“Unfortunately there are only 24 hours in a day, and we sleep for about 8 of them. Subtract the hours we spend eating (3), showering and dressing and fixing up (1), cleaning and running errands (1), driving (2), working (8) … and you’re left with an hour or two at most. Often less.”
It’s so true. As Nigel Marsh says in this Ted talk, balance isn’t something we can achieve every single day – we should measure and assess it over a period of time.
It’s four months into the year – the year that I wanted to strive for more balance, more harmony and more zen. I’ve realised I can’t devote time to all of my hobbies every day or even every other day. Especially with my (often fluid) work schedule, which is not always conducive to it.
Quite honestly, the life I want to live looks something like this: Peaceful. Relaxed. Healthy.
To achieve that, I need more consistency in life. Routine, if you like. “That’s so boring!” T said, after I lectured about the importance of routine after the millionth time he’d been unable to find his keys in the morning. Okay, so I’m boring, but I do like holding on to a semblance of sanity. We’re both, to put it nicely, scatterbrains. I strive for organisation, but never manage to fully get it together.
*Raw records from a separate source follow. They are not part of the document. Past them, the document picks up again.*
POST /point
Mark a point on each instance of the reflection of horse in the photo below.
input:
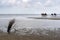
(10, 25)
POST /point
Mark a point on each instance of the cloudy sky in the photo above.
(29, 6)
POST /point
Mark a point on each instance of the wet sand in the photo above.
(5, 36)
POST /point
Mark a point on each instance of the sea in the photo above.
(24, 19)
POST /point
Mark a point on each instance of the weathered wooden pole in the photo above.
(11, 22)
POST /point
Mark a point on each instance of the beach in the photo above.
(34, 28)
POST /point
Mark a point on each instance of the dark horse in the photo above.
(10, 25)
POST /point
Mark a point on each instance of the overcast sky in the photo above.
(29, 6)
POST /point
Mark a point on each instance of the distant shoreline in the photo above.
(50, 18)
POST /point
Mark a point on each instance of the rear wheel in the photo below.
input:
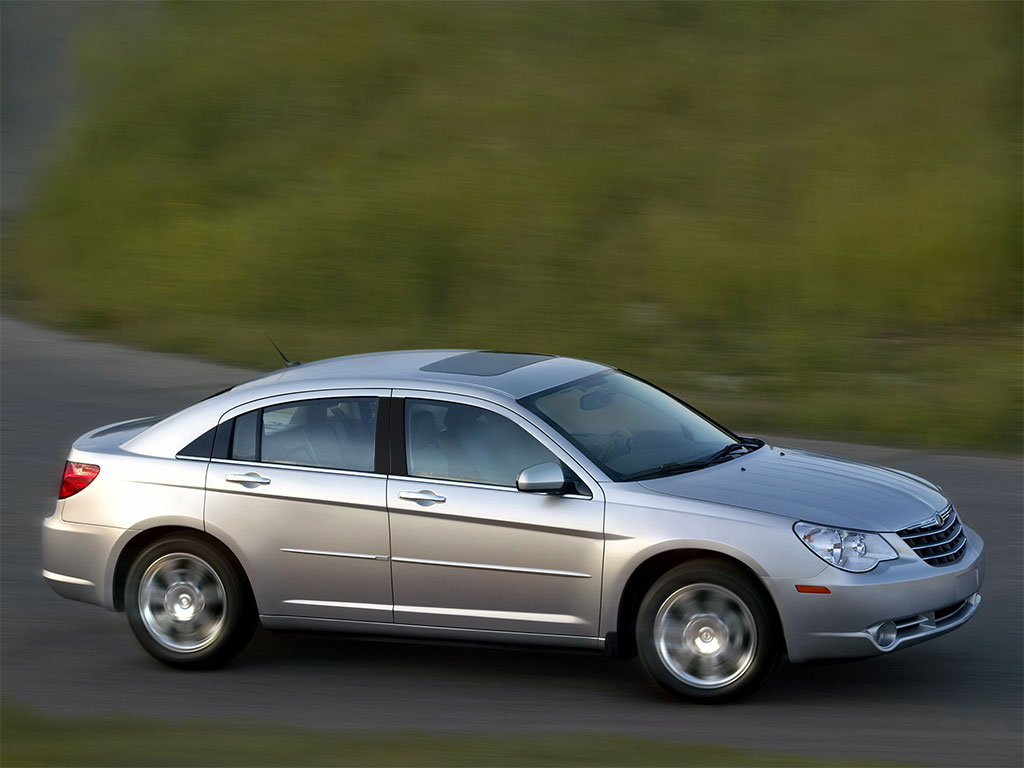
(187, 604)
(706, 633)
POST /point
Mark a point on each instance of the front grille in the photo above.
(939, 541)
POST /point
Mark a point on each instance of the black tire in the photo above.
(187, 604)
(706, 632)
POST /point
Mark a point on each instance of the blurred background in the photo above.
(801, 217)
(804, 218)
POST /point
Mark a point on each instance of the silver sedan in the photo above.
(496, 497)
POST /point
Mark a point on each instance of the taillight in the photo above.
(77, 476)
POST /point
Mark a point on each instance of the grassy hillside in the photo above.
(803, 217)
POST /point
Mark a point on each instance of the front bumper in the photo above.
(900, 603)
(78, 559)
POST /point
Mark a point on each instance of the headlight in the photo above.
(848, 550)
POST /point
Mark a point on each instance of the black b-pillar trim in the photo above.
(382, 439)
(397, 436)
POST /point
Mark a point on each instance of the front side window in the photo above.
(629, 428)
(453, 441)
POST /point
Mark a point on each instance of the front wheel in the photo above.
(706, 633)
(187, 604)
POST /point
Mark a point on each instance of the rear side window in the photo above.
(332, 433)
(202, 446)
(244, 440)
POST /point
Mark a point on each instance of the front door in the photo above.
(468, 549)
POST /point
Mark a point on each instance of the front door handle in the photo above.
(423, 498)
(249, 478)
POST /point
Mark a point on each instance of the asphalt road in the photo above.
(956, 699)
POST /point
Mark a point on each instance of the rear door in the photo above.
(298, 487)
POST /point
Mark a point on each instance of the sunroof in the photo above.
(484, 364)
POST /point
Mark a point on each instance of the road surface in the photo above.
(953, 700)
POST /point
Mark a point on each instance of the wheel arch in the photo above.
(643, 576)
(134, 546)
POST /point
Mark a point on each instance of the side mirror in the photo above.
(543, 478)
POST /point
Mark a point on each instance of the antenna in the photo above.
(288, 363)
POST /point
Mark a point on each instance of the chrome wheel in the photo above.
(706, 635)
(182, 602)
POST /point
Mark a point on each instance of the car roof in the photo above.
(492, 375)
(512, 374)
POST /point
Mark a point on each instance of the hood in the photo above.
(812, 487)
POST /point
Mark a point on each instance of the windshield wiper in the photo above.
(665, 469)
(731, 448)
(679, 467)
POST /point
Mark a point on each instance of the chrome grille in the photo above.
(938, 541)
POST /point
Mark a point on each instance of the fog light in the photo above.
(885, 635)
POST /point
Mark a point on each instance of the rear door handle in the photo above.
(423, 498)
(249, 478)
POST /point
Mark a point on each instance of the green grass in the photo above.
(803, 217)
(31, 738)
Things that matter to me: cooking and eating a good dinner every evening if possible (some nights are better than others…my limp-wristed efforts after a long day recently were greeted by “This looks like prison food” by the boy. Tasted good though). The last few weeks have been an absolute shambles, having no time to grocery shop, running out of food, getting home at 9pm or later. I may have to loosen my control-freak reins and delegate food shopping more often – and write produce lists, or we’ll end up with no veggies at all.
Getting enough sleep. Not negotiable. If this means leaving the party when everyone is still going strong (unless there’s some compelling reason to stay) then so be it.
Couple time. Especially important to me, as we work such different hours and share no days off.
Finding time for the things you love
As a diehard introvert, I need me-time to relax and recharge. (Don’t get me wrong, I come home on an absolute HIGH after a good time out, but I can’t sustain the social thing for too long.) Some things are easier to slot into a schedule than others. I can read on the bus, before bed, on a lunch break. If I had a smart phone, I could catch up on blogs while commuting or waiting in line at the bank. You probably have an equivalent you can fit in on the go.
Others, like heading out on a walk to do some photography, require a little more time and planning, and happen less often. Or tackling that crockpot recipe, or that labour-intensive cinnamon roll.
I like to have a solid block of at least a few hours when I’m learning a new song, so that’s best done on my days off when T isn’t around. But that doesn’t mean those are the only times I can play. Lately, I’ve been slacking on the boring things like practicing chords, scales and exercises – and I can’t rely solely on the excuse of disturbing the peace (unplugged does not mean silent) because really, I just haven’t wanted to. Yet those are easy to bust out mindlessly for 10 minutes after dinner or while The Big Bang Theory is on.
I think this is the hardest part of trying to fit it all in. All the fun things, that come easily to you – you will manage to find some time for. But the things we love can also be extremely hard work: working out, writing a novel, playing an instrument. Motivating yourself to also fit in the groundwork, the boring but essential bits, is tough.
How do you kick yourself into gear to “just do it”?